Rationale::Diphtheria is caused by infection with Corynebacterium diphtheriae and is typically associated with upper respiratory tract involvement, which can manifest with high invasiveness. However, in recent years, non-toxigenic C diphtheriae strains have increasingly emerged as major pathogens responsible for invasive diseases. The uniqueness of this case lies in the challenges of culturing and identifying the bacterial strain, its atypical upper respiratory tract manifestations (which are easily overlooked clinically), and its potential for covert transmission, all of which warrant heightened clinical attention.
Patient concerns::A 71-year-old female patient with rheumatoid arthritis presented to the respiratory department of cough with shortness of breath for >2 months.

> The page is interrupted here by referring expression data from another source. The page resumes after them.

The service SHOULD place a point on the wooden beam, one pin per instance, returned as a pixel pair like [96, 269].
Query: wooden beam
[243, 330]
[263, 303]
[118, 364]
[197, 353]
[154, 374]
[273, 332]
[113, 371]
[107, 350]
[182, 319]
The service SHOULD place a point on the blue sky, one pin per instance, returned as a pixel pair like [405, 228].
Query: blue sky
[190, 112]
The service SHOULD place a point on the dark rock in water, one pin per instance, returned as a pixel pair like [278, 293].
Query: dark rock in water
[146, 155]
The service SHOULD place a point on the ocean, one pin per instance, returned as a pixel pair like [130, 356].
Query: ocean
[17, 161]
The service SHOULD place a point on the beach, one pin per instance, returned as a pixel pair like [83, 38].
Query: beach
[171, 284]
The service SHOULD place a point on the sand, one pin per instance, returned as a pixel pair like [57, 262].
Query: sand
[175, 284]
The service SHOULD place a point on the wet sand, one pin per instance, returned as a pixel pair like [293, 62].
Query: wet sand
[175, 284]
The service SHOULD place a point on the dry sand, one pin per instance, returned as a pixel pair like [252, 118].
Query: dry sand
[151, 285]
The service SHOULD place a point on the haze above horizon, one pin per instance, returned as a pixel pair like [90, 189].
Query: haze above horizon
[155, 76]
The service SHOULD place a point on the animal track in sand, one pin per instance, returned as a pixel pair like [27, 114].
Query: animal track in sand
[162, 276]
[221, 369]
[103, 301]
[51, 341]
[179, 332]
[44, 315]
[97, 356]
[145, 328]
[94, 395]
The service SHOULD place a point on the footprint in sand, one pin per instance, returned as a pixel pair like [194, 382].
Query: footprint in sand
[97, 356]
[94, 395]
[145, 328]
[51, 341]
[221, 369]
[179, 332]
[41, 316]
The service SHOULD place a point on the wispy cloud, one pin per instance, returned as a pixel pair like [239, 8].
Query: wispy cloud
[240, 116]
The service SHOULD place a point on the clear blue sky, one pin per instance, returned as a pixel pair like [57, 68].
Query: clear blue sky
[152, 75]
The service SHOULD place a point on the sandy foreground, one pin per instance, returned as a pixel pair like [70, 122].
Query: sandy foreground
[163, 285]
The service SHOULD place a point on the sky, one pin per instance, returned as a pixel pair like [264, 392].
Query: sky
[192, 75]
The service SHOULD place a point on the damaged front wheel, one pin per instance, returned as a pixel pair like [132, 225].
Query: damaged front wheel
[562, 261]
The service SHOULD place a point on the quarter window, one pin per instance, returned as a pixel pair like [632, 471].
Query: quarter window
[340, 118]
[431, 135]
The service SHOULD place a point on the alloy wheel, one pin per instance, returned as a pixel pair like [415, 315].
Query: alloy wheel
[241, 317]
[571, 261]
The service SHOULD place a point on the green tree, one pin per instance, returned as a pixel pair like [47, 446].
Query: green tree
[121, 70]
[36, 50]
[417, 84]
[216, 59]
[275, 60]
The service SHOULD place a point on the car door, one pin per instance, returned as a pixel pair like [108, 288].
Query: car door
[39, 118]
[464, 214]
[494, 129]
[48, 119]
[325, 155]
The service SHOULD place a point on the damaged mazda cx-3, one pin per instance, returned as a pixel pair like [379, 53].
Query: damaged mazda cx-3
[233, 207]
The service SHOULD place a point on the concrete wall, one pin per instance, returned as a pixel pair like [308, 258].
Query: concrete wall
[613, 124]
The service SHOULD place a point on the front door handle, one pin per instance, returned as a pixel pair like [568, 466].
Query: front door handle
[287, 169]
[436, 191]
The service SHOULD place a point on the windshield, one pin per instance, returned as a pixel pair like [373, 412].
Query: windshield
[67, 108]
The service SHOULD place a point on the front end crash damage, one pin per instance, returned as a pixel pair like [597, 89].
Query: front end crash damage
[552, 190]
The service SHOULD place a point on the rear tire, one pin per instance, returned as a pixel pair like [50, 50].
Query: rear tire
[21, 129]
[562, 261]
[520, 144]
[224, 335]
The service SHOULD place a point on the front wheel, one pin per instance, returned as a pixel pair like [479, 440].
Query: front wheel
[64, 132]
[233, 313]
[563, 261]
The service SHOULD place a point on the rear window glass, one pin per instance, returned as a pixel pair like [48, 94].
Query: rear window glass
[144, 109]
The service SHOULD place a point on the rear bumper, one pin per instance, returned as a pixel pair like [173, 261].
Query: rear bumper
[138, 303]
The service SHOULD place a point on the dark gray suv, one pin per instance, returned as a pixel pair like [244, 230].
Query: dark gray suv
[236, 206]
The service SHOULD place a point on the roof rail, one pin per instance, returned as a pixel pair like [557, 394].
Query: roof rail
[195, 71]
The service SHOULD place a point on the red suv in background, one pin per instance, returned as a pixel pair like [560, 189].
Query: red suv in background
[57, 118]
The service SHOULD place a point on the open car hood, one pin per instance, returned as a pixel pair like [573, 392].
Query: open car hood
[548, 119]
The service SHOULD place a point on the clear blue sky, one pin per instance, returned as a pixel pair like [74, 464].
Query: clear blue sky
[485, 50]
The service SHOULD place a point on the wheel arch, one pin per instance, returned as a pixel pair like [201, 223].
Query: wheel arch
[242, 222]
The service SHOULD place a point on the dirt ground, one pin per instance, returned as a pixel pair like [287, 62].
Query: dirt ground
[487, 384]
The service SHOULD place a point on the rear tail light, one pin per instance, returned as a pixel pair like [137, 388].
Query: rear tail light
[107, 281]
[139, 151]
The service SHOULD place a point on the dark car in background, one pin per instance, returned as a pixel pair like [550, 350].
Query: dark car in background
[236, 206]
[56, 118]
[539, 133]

Diagnoses::Pulmonary infections caused by Proteus vulgaris and C diphtheriae biovar Belfanti, and pulmonary interstitial fibrosis.
Interventions::The patient received intravenous infusion of cefoperazone sodium and sulbactam sodium. Concurrently, doxofylline was prescribed. The patient continued to receive aerosol inhalation of Budesonide Suspension for Inhalation and levosalbutamol hydrochloride.
Outcomes::The patient had improved chest tightness and shortness of breath, no other special discomfort, and stable vital signs after physical examination.
Lessons::C diphtheriae biovar Belfanti strain was isolated. The strain can’t decompose nitrate, no virulence gene and drug-resistance gene, but it has strong transposing ability and infection ability, and has the possibility of transforming into a pathogenic strain, which needs to be concerned.